Se la storia della birra negli ultimi decenni si sta oggettivamente dipanando sotto il segno di un solo dominatore, il luppolo, è però vero che alcune delle pieghe di questa evoluzione in via di svolgimento sono appannaggio di alcuni, diciamo così, coprotagonisti, i quali danno luogo ad altrettante micro-tendenze. birra segale

Una di tali micro-tendenze è quella dettata da un cereale la cui popolarità, appunto, è in forte crescita nella terra in cui ogni moda diventa la madre di tutte le mode: gli Stati Uniti; dove uno dei fatti nuovi degli ultimi anni è senza dubbio il boom della birra alla segale: un fenomeno che ha meritato tanto di battesimo specifico, diventando tema di attenzione e di confronto con la definizione di Rye Spike.

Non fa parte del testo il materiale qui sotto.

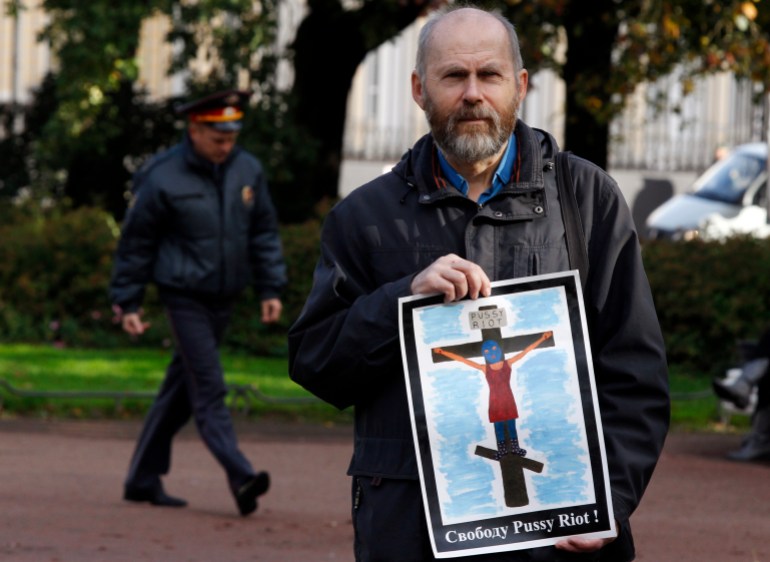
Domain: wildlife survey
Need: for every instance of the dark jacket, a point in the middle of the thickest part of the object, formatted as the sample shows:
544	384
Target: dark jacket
345	345
198	229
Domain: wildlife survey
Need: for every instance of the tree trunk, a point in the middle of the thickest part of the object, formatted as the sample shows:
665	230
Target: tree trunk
590	36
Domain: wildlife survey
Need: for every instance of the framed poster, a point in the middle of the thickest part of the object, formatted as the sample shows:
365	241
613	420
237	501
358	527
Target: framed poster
505	417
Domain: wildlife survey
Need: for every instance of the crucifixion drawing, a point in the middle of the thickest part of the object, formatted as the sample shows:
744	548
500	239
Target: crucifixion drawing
499	355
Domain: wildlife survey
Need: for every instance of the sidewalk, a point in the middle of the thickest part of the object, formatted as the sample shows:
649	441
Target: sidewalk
60	488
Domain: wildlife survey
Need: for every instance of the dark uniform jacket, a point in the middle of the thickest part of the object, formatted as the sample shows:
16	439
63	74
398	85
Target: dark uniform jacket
199	229
345	346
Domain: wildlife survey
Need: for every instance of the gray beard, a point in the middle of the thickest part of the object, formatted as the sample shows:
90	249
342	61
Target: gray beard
469	147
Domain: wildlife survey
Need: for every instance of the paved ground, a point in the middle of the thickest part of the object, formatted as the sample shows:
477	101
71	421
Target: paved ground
60	485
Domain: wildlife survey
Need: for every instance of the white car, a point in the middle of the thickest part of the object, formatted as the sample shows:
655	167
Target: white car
729	198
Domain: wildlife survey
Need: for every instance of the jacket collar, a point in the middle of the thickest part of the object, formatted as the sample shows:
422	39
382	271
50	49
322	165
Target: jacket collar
419	166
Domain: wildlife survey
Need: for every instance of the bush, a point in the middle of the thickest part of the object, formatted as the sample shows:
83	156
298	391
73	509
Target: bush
709	295
55	269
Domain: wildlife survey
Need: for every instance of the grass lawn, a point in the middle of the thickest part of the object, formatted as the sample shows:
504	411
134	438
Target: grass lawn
264	382
46	381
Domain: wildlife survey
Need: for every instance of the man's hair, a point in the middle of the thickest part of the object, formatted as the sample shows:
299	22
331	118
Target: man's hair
426	34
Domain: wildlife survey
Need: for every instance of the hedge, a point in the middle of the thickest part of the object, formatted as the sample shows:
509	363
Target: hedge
55	269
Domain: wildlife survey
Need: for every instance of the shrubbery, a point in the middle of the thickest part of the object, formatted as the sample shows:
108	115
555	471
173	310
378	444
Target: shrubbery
55	268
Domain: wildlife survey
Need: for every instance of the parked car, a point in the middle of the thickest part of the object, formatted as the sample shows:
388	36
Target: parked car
727	199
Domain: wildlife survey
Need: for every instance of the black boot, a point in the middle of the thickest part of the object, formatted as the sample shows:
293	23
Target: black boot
756	446
739	391
502	450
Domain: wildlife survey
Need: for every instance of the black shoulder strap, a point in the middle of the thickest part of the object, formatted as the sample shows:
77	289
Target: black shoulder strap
573	225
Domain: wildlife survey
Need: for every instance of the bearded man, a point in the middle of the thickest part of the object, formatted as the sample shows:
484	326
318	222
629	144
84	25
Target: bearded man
472	202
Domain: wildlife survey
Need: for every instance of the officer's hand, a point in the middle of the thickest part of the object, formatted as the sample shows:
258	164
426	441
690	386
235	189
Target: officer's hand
132	323
271	310
454	277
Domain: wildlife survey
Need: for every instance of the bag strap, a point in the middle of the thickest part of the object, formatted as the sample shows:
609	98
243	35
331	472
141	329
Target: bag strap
573	225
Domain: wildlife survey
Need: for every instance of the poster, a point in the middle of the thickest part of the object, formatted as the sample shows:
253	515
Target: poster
505	417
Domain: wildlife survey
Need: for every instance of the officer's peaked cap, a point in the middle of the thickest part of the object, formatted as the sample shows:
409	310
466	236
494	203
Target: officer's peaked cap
222	111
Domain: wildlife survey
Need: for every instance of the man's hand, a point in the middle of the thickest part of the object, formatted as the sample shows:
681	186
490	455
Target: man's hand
132	323
454	277
271	310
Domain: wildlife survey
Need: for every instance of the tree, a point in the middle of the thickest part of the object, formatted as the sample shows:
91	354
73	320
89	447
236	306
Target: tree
615	46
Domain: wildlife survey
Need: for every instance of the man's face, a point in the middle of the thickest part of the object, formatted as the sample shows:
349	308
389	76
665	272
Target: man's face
211	144
471	93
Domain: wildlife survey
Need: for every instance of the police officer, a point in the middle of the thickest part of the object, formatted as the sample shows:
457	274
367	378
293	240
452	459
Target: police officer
201	227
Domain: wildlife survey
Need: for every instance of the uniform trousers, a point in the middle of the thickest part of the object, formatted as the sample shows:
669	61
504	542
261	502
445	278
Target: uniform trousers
193	386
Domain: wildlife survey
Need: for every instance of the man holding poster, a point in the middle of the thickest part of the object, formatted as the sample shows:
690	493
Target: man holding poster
473	203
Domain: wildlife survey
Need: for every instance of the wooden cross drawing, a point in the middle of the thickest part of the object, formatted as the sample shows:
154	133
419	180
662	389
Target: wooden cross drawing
489	320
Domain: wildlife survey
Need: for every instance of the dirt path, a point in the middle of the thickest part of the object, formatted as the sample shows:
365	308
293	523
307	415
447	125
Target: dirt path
60	486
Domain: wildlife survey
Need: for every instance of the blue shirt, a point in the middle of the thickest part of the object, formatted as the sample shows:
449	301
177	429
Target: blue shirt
501	178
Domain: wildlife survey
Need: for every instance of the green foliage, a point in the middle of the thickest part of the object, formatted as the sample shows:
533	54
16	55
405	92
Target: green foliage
55	268
49	381
709	295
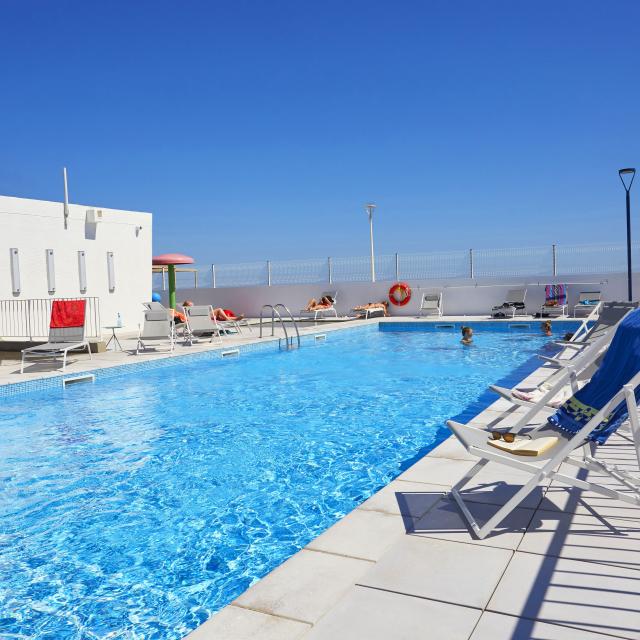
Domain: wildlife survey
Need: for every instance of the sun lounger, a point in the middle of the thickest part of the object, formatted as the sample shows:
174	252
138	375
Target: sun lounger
158	326
548	439
512	306
368	313
564	381
588	303
200	323
555	303
431	304
66	333
611	314
319	313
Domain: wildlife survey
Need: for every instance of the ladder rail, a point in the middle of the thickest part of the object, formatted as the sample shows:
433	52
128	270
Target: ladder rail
293	321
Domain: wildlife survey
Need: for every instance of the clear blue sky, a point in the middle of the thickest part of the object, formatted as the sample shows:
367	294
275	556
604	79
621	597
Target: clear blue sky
258	129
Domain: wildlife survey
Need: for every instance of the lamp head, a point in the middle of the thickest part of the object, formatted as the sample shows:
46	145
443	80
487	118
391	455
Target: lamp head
627	175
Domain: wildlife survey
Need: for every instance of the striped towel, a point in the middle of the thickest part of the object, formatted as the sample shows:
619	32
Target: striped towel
555	295
620	364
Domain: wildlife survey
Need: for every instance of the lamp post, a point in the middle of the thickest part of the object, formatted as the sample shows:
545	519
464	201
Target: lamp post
626	177
370	207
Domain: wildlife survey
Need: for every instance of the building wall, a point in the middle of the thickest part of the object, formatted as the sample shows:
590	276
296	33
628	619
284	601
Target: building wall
460	297
33	226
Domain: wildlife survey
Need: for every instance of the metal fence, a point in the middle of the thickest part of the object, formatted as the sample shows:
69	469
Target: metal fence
29	319
550	261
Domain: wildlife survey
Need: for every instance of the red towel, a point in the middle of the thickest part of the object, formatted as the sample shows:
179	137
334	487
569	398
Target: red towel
67	313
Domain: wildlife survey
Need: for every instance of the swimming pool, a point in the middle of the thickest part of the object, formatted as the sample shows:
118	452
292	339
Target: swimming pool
137	506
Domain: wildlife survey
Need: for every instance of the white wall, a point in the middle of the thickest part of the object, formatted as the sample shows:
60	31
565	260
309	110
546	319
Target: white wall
32	226
462	297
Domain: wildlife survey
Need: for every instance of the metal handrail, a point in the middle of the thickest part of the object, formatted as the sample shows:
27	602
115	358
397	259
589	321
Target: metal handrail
274	313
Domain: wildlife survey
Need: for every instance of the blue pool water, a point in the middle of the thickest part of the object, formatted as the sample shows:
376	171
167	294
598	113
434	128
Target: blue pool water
137	506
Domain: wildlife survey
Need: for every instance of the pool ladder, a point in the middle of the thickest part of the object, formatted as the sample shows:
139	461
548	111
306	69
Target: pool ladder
276	313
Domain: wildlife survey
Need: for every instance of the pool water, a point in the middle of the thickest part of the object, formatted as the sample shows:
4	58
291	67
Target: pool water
137	506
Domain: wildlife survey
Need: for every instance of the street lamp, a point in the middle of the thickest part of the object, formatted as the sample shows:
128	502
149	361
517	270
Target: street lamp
626	177
370	207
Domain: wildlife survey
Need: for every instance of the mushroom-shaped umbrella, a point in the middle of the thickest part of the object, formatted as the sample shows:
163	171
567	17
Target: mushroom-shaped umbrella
170	260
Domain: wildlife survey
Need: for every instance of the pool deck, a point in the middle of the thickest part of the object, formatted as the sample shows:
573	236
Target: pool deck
564	566
403	565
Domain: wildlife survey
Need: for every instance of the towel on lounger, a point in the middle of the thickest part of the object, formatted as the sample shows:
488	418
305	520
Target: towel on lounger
555	295
67	313
620	364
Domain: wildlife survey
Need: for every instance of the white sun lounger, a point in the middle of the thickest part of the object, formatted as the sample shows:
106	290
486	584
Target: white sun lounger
611	314
512	306
431	304
200	323
553	390
542	455
588	302
319	313
58	345
157	326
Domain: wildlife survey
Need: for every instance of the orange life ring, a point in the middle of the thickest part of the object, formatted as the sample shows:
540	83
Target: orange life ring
400	294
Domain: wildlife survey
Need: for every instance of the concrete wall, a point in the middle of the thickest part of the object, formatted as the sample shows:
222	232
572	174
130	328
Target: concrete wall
461	297
33	226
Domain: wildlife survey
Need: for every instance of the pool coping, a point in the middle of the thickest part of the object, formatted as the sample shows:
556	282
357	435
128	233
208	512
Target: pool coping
52	379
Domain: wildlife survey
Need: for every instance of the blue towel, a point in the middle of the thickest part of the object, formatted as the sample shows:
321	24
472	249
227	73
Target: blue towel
620	364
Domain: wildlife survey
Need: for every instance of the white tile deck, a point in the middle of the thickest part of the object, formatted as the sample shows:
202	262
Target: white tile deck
563	566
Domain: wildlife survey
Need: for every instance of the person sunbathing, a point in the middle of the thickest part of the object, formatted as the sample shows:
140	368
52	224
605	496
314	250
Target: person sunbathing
384	305
316	305
223	315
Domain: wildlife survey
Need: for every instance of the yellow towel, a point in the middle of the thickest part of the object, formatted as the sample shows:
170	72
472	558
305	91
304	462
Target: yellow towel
526	447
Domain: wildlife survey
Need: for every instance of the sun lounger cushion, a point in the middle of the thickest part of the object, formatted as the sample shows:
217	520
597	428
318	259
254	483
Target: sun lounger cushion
525	446
620	364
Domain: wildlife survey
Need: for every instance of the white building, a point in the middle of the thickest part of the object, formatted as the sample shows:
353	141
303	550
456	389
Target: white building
95	252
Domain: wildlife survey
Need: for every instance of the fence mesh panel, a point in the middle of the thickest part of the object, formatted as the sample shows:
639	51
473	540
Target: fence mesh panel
487	263
527	261
300	271
245	274
574	260
425	266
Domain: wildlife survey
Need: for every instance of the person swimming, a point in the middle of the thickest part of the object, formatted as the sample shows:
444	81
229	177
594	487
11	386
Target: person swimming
467	335
326	302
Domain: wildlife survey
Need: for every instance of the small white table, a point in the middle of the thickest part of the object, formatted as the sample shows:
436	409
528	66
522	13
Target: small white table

I dati sono ineccepibili: la segale si è vista assegnare un riconoscimento stilistico ufficiale nel BJCP grazie all’elevazione al rango di sottotipologia formalmente attestata delle Rye Ipa, quale versione speciale delle American Ipa. Un trend in crescita, quello delle American IPA, che dal 2014 in poi ha assunto i contorni della cavalcata (il 2015 si è chiuso con un +47% sul totale delle produzioni craft), e dove l’incremento interno del ramo Rye ha avuto performance paragonabili a quel dato generale.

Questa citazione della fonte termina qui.